This year, the horticultural award for Perennial of the Year was bestowed upon a hardy geranium named “Rozanne.” Its flowers, unassuming and abundant, shine a brilliant violet blue. “Rozanne” never tires; it keeps blooming and blooming, from spring even to winter.
So was Rosalie Suzanne (Rozanne) Garrett Epps, who died Sunday evening after a brief illness. We at Style Weekly knew her as our senior contributing editor. For years she was an eagle-eyed copy editor and Back Page moderator, our longest-serving colleague with whom the magazine had a 21-year association. Readers recognized her as language columnist “Rosie Right.” But her work at Style was only the latest endeavor in a remarkable life.
Rozanne was born Oct. 29, 1922, in Jacksonville, Fla. After graduating from Vassar College in 1943, she worked for Naval Intelligence in the Pentagon until the end of World War II, when she became a columnist for the Washington, D.C.-based Pathfinder news magazine.
In 1946 she married Richmonder A.C. Epps, an attorney and later partner with Christian & Barton, LLP. They raised three sons: Augustus C. Epps Jr., a partner with Christian & Barton, George Garrett Epps, a novelist, journalist and law professor at the University of Baltimore, and John D. Epps, a partner with Hunton & Williams LLP.

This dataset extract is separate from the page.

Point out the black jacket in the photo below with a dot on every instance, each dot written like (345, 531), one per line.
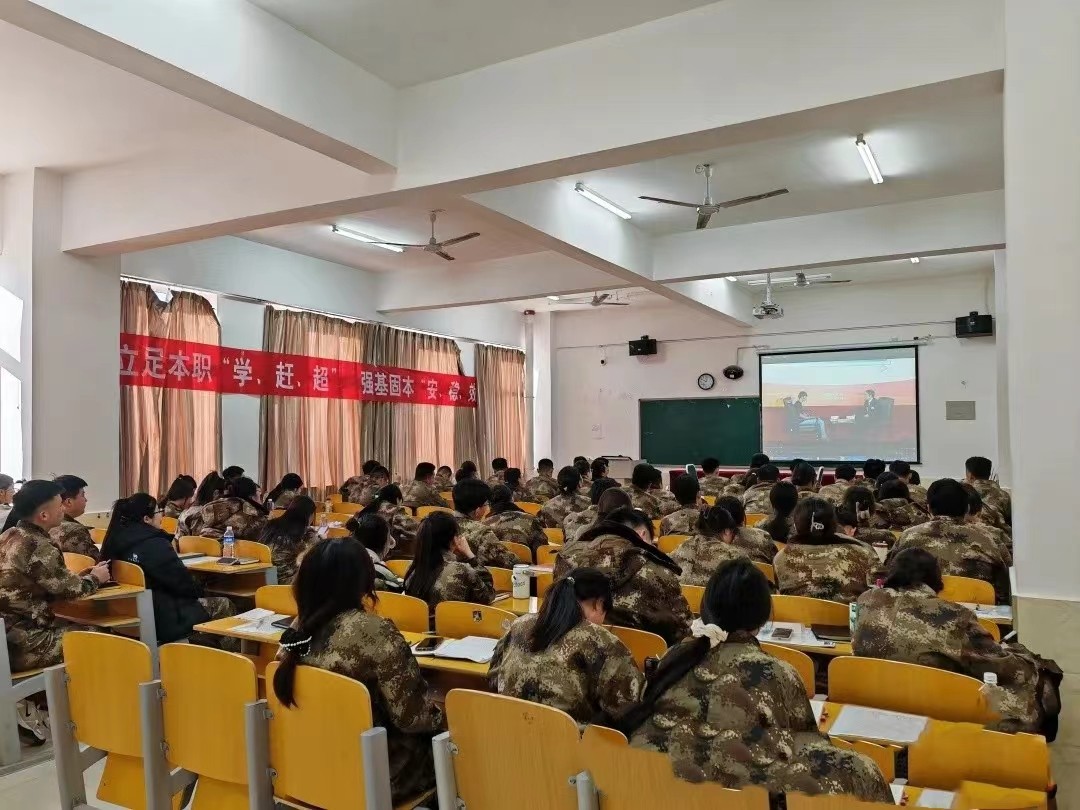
(176, 606)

In 1965, Rozanne began a long career with Richmond Professional Institute, now Virginia Commonwealth University. She worked as assistant director of the Evening College and Summer School, becoming director of Evening, Summer and Off-Campus Studies. She retired in 1986 when then-Gov. Gerald Baliles appointed her to VCU's Board of Visitors.
Rozanne started working at Style Weekly as a freelance copy editor in 1987, joining the staff full-time two years later. In 1991 she began writing a column called “Getting It Right” (soon changed to “Rosie Right”), in which she addressed the foibles and quirks of the English language.
“Eternal vigilance is the price of clarity,” she once wrote — yet she forgave Style writers for their errors and corrected them with gentle good humor.
Rozanne made us laugh. She bemoaned the state of the world but never lost hope that things would get better. She loved the Oxford English Dictionary. She considered commas an inscrutable art form. We miss her.
A memorial service for Rozanne Epps will be held 11 a.m. this Wednesday, Nov. 19, at St. Paul's Episcopal Church, 815 E. Grace St. Memorial contributions may be made to the Rozanne Epps Scholarship Fund at Virginia Commonwealth University or the Central Virginia Legal Aid Society.